When my boyfriend broke up with me unexpectedly in the spring of 2016, I needed to do something drastic to deal with my emotions. So I signed up to run the New Jersey Marathon a week before the race in an attempt to qualify for Boston. I believed that the validation of a BQ would help me feel better about the whole ordeal, and maybe even help him realize what he was giving up. But instead of feeling amazing, I crossed the finish line with more than 10 minutes to spare, only to feel emptier and lonelier than ever before, enlightened by a depressing realization: Running—fast or slow — wouldn’t make anyone love me.
Running has been my go-to way to deal with my emotions—happy or sad, good or bad, positive or dark—since training for my first marathon in college helped me cope with the unfortunate combination of heartbreak and general life ambiguity.
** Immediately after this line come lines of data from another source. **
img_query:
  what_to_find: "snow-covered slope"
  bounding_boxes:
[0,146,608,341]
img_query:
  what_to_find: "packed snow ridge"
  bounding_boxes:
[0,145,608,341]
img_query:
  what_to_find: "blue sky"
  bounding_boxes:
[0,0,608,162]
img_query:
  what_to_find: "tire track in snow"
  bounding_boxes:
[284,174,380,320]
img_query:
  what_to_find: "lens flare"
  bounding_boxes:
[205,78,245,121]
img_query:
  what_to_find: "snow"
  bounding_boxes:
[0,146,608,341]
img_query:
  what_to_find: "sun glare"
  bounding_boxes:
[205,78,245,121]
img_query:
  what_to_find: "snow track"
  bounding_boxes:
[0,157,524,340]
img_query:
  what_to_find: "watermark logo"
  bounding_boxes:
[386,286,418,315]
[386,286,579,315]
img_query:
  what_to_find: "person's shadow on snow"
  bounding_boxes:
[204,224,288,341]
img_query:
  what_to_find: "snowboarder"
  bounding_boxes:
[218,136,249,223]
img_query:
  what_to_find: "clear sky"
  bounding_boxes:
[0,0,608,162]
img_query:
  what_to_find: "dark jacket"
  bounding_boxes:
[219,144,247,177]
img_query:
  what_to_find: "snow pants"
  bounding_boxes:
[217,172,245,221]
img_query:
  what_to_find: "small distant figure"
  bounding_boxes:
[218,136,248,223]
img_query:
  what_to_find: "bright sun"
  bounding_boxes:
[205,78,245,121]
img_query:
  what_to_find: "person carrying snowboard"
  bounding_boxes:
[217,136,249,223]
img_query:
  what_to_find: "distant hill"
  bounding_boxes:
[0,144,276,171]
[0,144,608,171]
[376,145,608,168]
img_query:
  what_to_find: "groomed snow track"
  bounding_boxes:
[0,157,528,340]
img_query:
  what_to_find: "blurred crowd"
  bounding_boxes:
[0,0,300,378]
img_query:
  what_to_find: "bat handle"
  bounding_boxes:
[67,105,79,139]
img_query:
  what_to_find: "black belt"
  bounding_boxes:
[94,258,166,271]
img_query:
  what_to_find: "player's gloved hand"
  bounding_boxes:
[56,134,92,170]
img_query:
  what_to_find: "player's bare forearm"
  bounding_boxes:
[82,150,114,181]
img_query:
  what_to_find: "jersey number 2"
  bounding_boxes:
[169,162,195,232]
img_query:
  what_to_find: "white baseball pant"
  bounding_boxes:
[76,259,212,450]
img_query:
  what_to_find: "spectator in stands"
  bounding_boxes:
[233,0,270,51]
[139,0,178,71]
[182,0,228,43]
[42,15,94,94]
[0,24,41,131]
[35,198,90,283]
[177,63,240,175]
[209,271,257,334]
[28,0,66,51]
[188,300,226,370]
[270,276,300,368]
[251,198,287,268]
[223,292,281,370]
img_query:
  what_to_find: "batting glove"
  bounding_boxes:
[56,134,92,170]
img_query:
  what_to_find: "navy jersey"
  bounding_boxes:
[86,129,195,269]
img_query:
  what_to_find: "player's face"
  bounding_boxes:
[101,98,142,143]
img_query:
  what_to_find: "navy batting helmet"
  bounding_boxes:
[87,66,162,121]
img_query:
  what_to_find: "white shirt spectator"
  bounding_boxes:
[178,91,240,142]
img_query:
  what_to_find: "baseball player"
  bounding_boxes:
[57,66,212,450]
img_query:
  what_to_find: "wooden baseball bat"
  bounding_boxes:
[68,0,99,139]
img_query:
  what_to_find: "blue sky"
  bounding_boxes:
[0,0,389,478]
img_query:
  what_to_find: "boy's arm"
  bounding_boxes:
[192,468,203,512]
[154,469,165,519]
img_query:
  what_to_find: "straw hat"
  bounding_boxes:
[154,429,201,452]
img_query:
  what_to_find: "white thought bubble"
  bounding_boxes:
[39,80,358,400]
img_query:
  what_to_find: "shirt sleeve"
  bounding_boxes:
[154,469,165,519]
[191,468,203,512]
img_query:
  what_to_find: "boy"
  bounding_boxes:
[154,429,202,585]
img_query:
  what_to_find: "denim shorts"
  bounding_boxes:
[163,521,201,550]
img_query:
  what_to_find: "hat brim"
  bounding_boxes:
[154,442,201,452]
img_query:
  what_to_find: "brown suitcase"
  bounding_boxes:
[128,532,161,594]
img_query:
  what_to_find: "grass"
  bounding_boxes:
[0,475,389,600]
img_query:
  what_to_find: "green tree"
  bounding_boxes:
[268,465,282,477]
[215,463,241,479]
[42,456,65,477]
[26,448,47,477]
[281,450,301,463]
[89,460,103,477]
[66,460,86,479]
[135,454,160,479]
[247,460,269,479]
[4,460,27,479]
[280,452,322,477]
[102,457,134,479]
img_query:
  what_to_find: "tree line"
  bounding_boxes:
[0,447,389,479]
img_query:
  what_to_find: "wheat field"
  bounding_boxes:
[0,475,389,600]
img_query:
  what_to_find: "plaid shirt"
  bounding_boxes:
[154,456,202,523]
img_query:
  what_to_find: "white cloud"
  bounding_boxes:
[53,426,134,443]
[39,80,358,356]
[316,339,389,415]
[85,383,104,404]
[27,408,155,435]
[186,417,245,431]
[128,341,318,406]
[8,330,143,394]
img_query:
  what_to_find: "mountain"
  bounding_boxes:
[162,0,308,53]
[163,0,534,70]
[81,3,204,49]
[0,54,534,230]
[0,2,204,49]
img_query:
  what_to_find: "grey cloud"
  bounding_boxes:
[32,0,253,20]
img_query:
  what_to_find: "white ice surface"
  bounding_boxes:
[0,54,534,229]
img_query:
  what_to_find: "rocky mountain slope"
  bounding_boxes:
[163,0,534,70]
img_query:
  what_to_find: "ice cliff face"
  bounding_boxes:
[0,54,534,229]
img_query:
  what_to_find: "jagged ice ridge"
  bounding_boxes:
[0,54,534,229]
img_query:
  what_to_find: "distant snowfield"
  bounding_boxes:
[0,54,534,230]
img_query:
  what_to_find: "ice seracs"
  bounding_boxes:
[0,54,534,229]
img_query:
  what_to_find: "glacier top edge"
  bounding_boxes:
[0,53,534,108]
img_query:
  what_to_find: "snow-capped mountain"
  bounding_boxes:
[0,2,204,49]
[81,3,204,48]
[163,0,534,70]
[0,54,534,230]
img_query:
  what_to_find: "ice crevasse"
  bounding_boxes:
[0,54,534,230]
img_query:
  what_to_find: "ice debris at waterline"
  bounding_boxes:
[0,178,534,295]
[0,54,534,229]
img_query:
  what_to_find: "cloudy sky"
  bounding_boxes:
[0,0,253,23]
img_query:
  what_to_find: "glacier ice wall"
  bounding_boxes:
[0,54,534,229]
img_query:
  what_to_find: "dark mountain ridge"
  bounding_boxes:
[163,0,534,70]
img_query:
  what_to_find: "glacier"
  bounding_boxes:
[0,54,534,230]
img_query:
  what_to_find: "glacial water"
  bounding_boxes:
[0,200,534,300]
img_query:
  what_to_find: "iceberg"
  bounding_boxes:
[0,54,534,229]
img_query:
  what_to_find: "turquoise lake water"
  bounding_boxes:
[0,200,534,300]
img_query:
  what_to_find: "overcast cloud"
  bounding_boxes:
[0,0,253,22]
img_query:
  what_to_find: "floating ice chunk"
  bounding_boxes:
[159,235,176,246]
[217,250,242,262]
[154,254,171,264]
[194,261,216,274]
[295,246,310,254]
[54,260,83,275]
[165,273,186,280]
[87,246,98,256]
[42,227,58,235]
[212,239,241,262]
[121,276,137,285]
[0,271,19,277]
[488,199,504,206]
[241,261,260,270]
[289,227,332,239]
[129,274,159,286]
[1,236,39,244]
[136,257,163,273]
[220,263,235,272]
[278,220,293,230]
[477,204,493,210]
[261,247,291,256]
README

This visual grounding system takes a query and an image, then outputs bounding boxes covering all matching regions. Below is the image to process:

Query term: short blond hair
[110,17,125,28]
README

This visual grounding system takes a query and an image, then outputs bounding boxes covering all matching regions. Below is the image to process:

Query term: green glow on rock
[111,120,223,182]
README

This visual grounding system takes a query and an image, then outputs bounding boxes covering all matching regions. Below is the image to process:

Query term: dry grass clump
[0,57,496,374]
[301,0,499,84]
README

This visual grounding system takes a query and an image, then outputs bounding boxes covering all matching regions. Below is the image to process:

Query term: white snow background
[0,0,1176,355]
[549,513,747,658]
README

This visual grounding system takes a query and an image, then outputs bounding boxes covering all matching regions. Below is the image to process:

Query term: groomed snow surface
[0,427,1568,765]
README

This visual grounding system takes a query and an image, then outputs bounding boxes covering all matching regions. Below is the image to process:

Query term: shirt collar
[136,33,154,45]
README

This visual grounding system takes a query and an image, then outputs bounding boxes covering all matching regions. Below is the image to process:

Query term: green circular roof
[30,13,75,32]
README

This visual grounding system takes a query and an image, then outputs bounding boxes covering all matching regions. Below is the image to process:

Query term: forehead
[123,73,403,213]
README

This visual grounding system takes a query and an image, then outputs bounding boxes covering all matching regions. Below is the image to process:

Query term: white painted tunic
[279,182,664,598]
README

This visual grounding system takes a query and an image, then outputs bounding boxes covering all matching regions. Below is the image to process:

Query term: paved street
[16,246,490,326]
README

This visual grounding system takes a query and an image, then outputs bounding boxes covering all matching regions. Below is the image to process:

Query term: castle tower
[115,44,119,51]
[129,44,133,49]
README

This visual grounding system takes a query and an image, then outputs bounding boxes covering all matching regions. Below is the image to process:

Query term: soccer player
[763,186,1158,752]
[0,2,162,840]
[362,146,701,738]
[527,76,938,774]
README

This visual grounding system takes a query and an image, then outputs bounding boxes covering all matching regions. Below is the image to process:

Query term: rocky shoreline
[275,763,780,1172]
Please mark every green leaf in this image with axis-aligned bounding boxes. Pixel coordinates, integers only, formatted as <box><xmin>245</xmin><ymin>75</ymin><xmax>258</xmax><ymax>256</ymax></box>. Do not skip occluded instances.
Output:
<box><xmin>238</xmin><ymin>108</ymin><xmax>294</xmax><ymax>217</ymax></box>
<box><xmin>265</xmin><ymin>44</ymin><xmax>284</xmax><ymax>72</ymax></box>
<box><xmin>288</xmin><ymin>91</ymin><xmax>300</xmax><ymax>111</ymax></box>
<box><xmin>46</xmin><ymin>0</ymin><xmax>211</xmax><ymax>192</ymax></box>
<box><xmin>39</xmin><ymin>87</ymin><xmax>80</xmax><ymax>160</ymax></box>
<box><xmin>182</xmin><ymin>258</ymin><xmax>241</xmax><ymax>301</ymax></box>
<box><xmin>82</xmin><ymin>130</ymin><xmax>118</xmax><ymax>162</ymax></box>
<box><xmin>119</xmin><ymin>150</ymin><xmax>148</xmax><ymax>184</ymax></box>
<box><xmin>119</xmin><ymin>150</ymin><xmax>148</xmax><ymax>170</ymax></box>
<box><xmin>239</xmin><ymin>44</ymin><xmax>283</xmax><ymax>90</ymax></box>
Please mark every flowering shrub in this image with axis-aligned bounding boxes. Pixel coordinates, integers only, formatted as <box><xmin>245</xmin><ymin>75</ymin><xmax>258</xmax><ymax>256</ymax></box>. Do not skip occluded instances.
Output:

Phrases like “Running is cheaper than therapy!” and “I run because punching people is frowned upon,” are routinely splashed on running-themed bumper stickers, social memes, and apparel, and reinforce the idea that running offers a healthy mental outlet. Most major fitness publications—Runner’s Worldincluded—have publicly celebrated the sport’s proven advantages as a unique form of therapy.
I’m not here to discredit running’s ability to help improve mental health. Studies show that running can boost your mood, reduce stress levels, help manage anxiety, and be as effective as taking antidepressants. I am skeptical, however, about the degree to which we’re praising the connection between our weekly mileage and our emotional wellbeing. And that’s probably because I’m a runner whose mental health requires more than miles can provide: I also routinely see a licensed therapist.